チューリップ

今、ベランダのチューリップが満開だ。

去年は球根を植えそこねてしまって、今年になってから芽を出したものを買って植えた。

ポットに色別の写真がついていて、紫、白、黄色、それと・・を買った。

それぞれ成長して、めでたく咲いている。

咲く前の、まだ青い蕾のころのチューリップも好きだ。

柔らかそうだけれど、しっかりしていて、エネルギーが詰まってる黄緑色。

可能性の塊のよう。

プルーストの『失われた時を求めて』の中の一場面。

同棲をはじめた恋人アルベルチーヌが、うたた寝をしているのを見つけた主人公・・

故意にそんな姿勢をとろうと思ってもとれないような自然な姿勢で、ながながと私のベッドに横たわっている彼女は、花をつけた細長い茎をそこにおいたように見えた。

私が文章を読んでパッと想像したのは、薄いピンクのチューリップ。

読む人によって想像する花は違うと思うけれど、私は柔らかな曲線を描いたチューリップだなぁ。

実は、今までに何回かチューリップを描いたことがある。

正直本当に難しくて、満足できた作品がない。

単純かつ立体的な形。
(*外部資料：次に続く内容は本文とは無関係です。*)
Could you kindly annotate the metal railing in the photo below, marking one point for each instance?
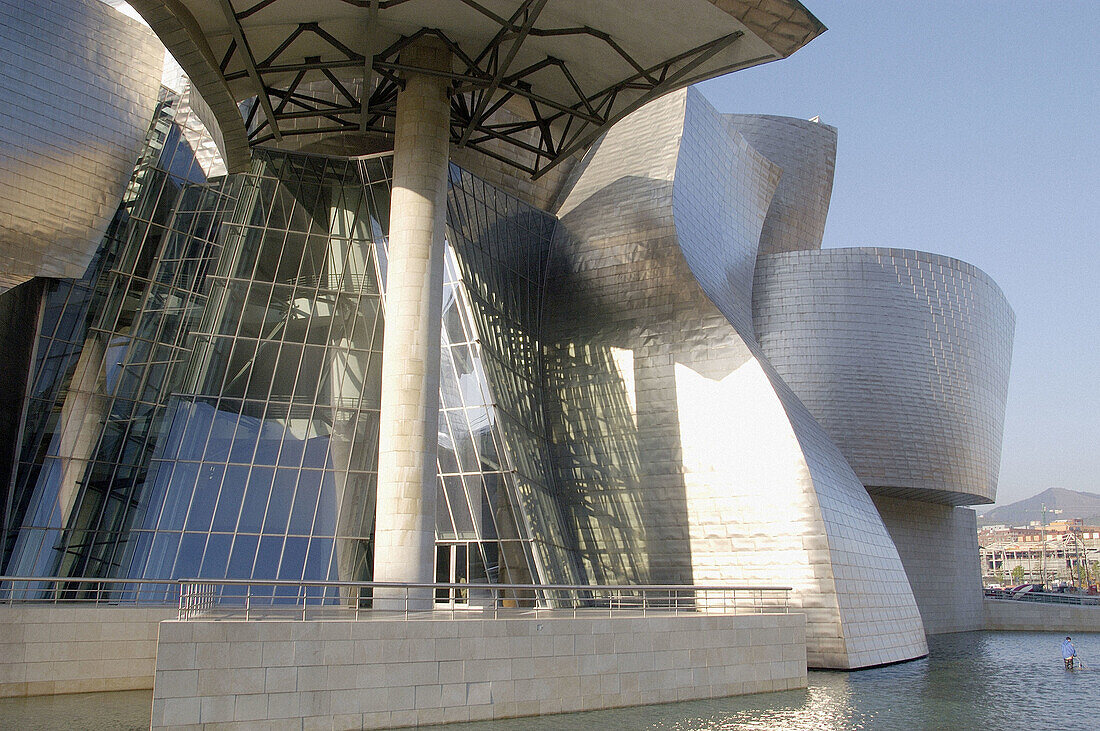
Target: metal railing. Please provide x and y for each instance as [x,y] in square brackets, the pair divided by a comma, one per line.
[1044,597]
[318,600]
[249,599]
鮮やかな花の色、茎や葉の厚みと力強さ。等々。

どこかで、「釣りは鮒に始まり、鮒に終わる・・」というような話を聞いたか、読んだかしたような気がする。

さしずめ、私は「チューリップに始まり、チューリップに終わる」かな。

ベランダでは、色ごとにラベルを刺して鉢植えにしている。

ところが、白のラベルの鉢にある一本が、先をほんのりピンクに染めている。

「すみません・・、私、白じゃないんです。」と申し訳なさそうに控えめな態度。

「いいよ、いいよ、私は気にしないよ。」と私は心の中で思う。

安心したのか、どんどんピンクが濃くなり、今では元気なショッキングピンクになっているのだ。

チューリップ” に対して1件のコメントがあります。

  1. ワインちゃん より:

    プルースト全部読んだんですか?!すごい。この前、図書館で立ち読みして、借りようか、どうしようか迷ったんだけど、あ~んまり字がぎっしりで「またにしよう。」と思いました。あの場面、私は、カラーの花を思い浮かべました。チューリップというせんもあり。きっと、kyouさんのほうがわたしよりロマンチックね。

    チューリップって本当に難しいですね。花はそうでもないけど、葉がね。わたしも描きかけがあります。

    我が家のベランダにもチューリップが咲いていますよ!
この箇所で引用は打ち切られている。